Aslında, “benim bilmek istediğim,
görmek istediğim, olmasını beklediğim” Ali Koç Başkan, “onların
büyük çoğunluğu ile sezon sonuna kadar devam etme zorunda olduğu
hâlde”, öfkesini dizginleyemeyerek verdiği bu acı ceza ile
futbolcularını bütün dünya önünde küçük düşüreceğine, “Yapamadım,
yapacaklara yolu açıyorum” diyerek istifa eder, evine
dönerdi.
Ve de, “Cumhurbaşkanlığı
Başdanışmanı Mehmet Uçum’un “sonradan sildiği” o çok ağır tweeti”
de sosyal medyada “bomba gibi” patlamazdı!..

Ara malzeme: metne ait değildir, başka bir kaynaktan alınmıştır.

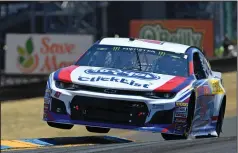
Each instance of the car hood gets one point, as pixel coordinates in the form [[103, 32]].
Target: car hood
[[120, 79]]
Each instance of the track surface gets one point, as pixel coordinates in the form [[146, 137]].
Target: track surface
[[152, 142]]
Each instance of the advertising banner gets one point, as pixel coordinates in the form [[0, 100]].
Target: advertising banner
[[189, 32], [43, 54]]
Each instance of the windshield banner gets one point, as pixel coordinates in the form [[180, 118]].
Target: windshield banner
[[189, 32], [43, 54]]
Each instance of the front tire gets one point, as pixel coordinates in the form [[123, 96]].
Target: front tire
[[97, 129], [191, 108], [220, 119]]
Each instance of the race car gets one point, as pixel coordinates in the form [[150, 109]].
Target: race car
[[138, 84]]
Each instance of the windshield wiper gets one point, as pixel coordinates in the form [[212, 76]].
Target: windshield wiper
[[138, 59]]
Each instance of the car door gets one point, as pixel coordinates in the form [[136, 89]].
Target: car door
[[204, 93]]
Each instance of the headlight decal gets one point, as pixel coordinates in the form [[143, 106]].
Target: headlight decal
[[67, 86]]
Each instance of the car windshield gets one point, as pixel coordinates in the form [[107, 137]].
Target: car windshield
[[133, 58]]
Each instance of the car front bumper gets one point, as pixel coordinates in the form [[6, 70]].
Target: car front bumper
[[114, 111]]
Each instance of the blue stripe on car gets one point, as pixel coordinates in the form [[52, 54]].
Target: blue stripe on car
[[56, 74], [183, 85]]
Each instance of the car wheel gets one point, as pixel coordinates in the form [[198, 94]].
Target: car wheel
[[60, 126], [220, 119], [219, 123], [97, 129], [191, 108]]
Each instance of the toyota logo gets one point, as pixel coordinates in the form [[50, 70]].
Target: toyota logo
[[110, 91]]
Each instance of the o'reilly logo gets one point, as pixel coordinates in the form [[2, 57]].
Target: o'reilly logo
[[185, 36]]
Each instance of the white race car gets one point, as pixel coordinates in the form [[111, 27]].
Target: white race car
[[138, 84]]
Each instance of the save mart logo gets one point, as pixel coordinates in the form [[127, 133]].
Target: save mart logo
[[27, 59]]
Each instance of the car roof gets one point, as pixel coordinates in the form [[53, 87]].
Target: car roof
[[145, 43]]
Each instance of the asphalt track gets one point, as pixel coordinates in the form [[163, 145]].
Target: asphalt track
[[153, 143]]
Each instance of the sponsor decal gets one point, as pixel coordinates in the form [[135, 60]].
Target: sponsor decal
[[57, 94], [47, 100], [203, 90], [181, 115], [181, 109], [123, 73], [180, 104], [114, 79], [179, 128], [157, 106], [216, 87]]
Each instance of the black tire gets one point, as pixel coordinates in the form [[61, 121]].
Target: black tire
[[191, 108], [60, 126], [97, 129], [219, 122], [220, 119]]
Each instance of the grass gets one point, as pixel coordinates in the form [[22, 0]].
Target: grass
[[23, 118]]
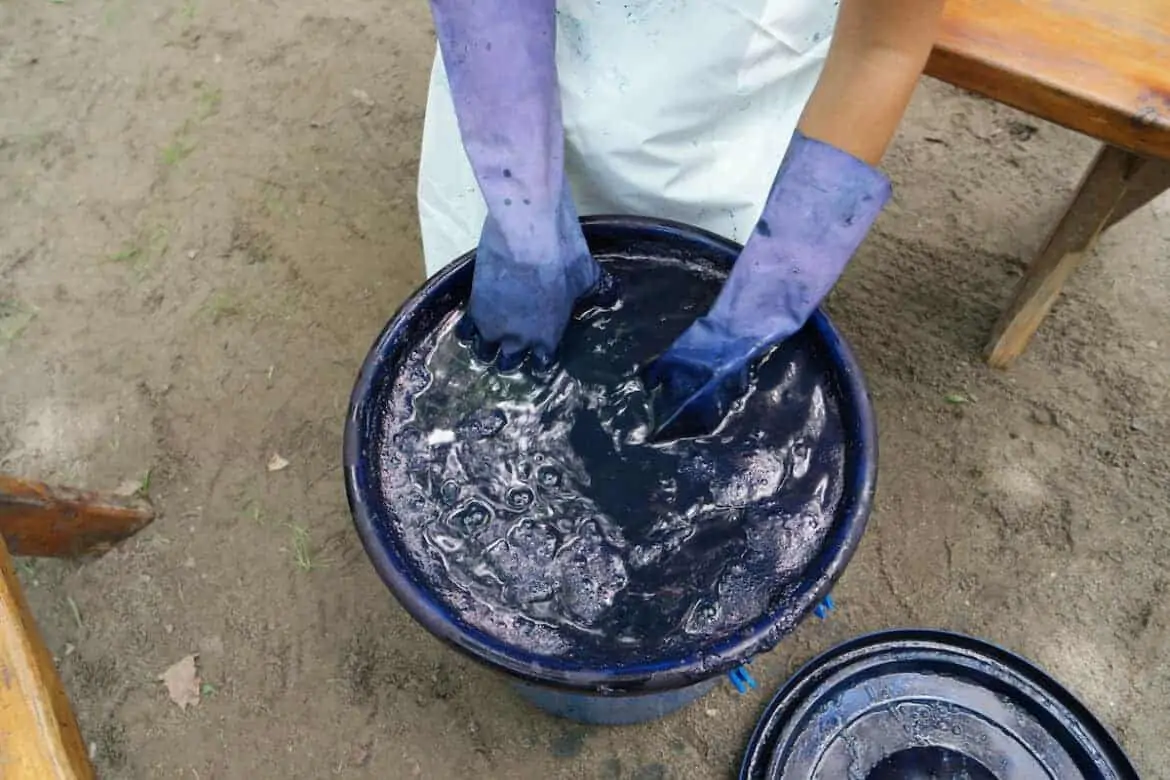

Ali Koç olayı göstermiştir ki;
Fenerbahçe’nin başkanlık koltuğu, “tıpkı Galatasaray’ın başkanlık
koltuğu gibi” “deneme sınama yolu ile ve de “yanlışlar / hatalar /
yapıla yapıla acemilik döneminin aşılacağı bir makam”
değildir.
Ali Koç, ne yazık ki, bu
denemeyi, Galatasaray’ın hem de ne acılar yaşayarak yaptığını göre
göre” Fenerbahçe’ye taşımıştır ve bunun bedeli, “Devam arkadaşlar”
olamaz!..
Temenni ediyorum ki, “ben
yanılayım” ve Ali Koç, Fenerbahçe’yi düzlüğe
çıkarsın!..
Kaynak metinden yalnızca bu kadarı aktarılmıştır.